Of course, it wasn’t as superficial as that. Good looks will only go so far, and if high production values were Ramparts’s initial ticket to mainstream visibility, it was the content that kept the magazine relevant. In the frenzied political climate of the sixties and early seventies, with various branches of the American government up to all kinds of bad behavior at home and abroad, Ramparts served as a locus for good old American muck-raking. In 1966, Ramparts was the first national magazine in the U.S. to attack America’s use of napalm in Vietnam. The magazine also exposed the CIA’s manipulation of the National Student Association, the collaboration between University of Michigan academics and South Vietnamese government, and, less impressively, was one of the first to question the official history of the Kennedy assassination. While breaking news, Ramparts also helped define the required reading of the New Left, running the diaries of Che Guevara and Eldridge Cleaver, and interviews with luminaries like Allen Ginsberg, Thomas Merton, Lawrence Ferlinghetti, Erica Jong and Susan Sontag.

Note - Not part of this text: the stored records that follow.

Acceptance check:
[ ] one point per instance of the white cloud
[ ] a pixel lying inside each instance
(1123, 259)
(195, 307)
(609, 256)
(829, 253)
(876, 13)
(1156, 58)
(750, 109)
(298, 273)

All this was done with a staggering assemblage of journalistic talent. Ramparts alumni include: Robert Scheer (Truthdig), Sol Stern (City Journal), Todd Gitlin, Martin Peretz (The New Republic), Adam Hochschild (Mother Jones), David Horowitz , Lowell Bergman (PBS Frontline editor, inspiration for Michael Mann’s The Insider) and Christopher Hitchens.

It is interesting to note how many of these writers and editors went on to undergo political conversions, from Peretz’s shift to a hawkish neo-liberalism and Hitchens’s idiosyncratic embrace of “liberal interventionism,” to the outright reversals of Cleaver, Stern, and Horowitz, all of whom became conservatives. Even after financial difficulties and personality conflicts ultimately forced it to shut down, Ramparts continues to reflect the fate of the New Left in the divergent trajectories of its former staff, with only a few, such as Scheer and Bergman, seeming to truly carry on the magazine’s tradition.